В этот момент господин Путин сделал свое "лирическое отступление" и сказал, что "нам с вами давать оценки собственной деятельности здесь неуместно, а мне выступать с политическими завещаниями — преждевременно", и предупредил, что именно это его послание — последнее.
Таким образом, Владимир Путин еще раз предупредил, что он уходит: все, больше посланий не будет.
Правда, после этого президент России немедленно произнес что-то вроде политического завещания: про национальную русскую забаву, состоящую в маниакальных поисках национальной идеи, про "концептуальный план развития России", про отдачу сил. Мы наконец услышали, что собравшееся в зале "расширенное правительство России" должно "эффективно использовать то время, которое нам подарила судьба, чтобы послужить России". Что это было, как не политическое завещание или, по крайней мере, его эскиз?
После того как президент закончил, члены Федерального собрания и члены правительства начали покидать помещение, на ходу осмысливая сказанное. Они с разной степенью охоты делились осмысленным с журналистами.
Глава Росатома Сергей Кириенко вдохновенно рассказывал о перспективах новой объединенной корпорации, на этот раз атомной.
— А кто ее возглавит? — спросил я.
— Да это ведь неважно,— беспечно махнул он рукой.— Главное, чтобы механизм заработал!
— Да как же неважно? — искренне удивился я.— Да вы же спать не будете, пока не узнаете!
— Буду,— пообещал Сергей Кириенко.
— Почему? — переспросил я.
— Потому что я уже знаю,— рассмеялся он, и по этой широкой улыбке я понял, что это тайное знание доставляет Сергею Кириенко огромное удовольствие.
Вице-премьер Сергей Иванов спросил, заметили ли журналисты, как "элегантно проблема ПРО была переброшена в корзину ОБСЕ, туда, куда последние лет 15 никто ничего такого не бросал". Я вынужден был признаться, что она была переброшена так элегантно, что я даже не заметил.
Потом Сергея Иванова атаковало фантастическое количество журналистов. Вот все журналисты, какие только пришли на послание, по-моему, оставили своих ньюсмейкеров и набросились на Сергея Иванова. Когда он через несколько минут отошел от них, впечатленный, по-моему, искренней заинтересованностью, я сказал ему об этом.
— Интерес ко мне? — переспросил он.— А как вы думаете, почему?
И, с намеком улыбнувшись, пошел к выходу.
Как-то запутал, честно говоря.
Между тем журналисты пытались докричаться до министра экономического развития Германа Грефа, который стоял высоко на ступеньках лестницы, ведущей со второго этажа в фойе, что он будет делать с инфляцией.

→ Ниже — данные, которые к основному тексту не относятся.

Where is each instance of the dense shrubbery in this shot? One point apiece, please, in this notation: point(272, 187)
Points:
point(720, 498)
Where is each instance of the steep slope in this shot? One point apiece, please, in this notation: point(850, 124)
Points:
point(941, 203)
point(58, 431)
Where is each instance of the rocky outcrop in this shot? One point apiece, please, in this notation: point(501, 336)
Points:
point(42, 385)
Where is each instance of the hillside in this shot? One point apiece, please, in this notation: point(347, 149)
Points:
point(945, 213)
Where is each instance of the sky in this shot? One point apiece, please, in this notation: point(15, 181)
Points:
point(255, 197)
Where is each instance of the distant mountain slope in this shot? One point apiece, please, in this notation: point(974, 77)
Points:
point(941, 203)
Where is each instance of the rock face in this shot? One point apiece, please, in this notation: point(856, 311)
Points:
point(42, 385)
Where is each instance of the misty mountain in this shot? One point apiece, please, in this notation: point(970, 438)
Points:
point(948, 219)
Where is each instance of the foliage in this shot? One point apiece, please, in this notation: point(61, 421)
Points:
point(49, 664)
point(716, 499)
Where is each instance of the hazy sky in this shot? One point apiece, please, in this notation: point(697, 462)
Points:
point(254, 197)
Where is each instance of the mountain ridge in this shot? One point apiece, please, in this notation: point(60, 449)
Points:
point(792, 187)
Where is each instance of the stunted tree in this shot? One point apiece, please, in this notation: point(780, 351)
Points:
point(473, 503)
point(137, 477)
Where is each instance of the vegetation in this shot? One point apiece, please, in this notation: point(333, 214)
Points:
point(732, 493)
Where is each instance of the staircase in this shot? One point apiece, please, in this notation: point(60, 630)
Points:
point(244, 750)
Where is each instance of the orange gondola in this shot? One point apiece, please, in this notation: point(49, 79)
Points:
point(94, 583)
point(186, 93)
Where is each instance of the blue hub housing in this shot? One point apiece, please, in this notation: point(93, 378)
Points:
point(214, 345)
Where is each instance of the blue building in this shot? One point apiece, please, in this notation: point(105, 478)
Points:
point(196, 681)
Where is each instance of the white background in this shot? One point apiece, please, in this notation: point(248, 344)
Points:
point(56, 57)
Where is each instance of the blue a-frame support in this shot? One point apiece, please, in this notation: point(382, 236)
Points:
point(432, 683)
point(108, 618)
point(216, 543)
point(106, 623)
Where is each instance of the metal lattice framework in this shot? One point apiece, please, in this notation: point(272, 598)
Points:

Интересно, что министра финансов Алексея Кудрина, который, к разочарованию многих коллег, вышел из зала все-таки на своих ногах и вообще держался крайне уверенно, журналисты спрашивали, где он возьмет деньги, а Германа Грефа — что он будет делать с инфляцией. Задать оба этих вопроса кому-нибудь одному из этих людей (а это был единственный, по-моему, шанс получить качественный ответ) никто что-то не пробовал.
— А что такое инфляция? — с искренним любопытством переспрашивал Герман Греф, и на этом вопросы к нему вообще заканчивались.
Владимир Жириновский тем временем где-то рядом уже называл председателя Совета федерации Сергея Миронова "сверхсрочником", кто-то кого-то собирался стерилизовать... Я все искал глазами коммунистов, обычно наслаждающихся этими минутами в фойе наедине с десятками телекамер и дорожащими этими минутами больше жизни.
Нет, не вышли. Так и не появились. Я думал, все-таки убеждают уборщиц пока не выгонять их, но потом мне сказали, что их, кажется, вывели другой дорогой. Безопасной.
Вот жизнь теперь у людей.
А с другой стороны, все-таки лучше такая, чем та, которая будет, когда их компартию сотрут с политической карты России.
Это ведь то, чего не сделал Борис Ельцин при жизни. И это то, на что он, если не ошибаюсь, окажется способен после смерти.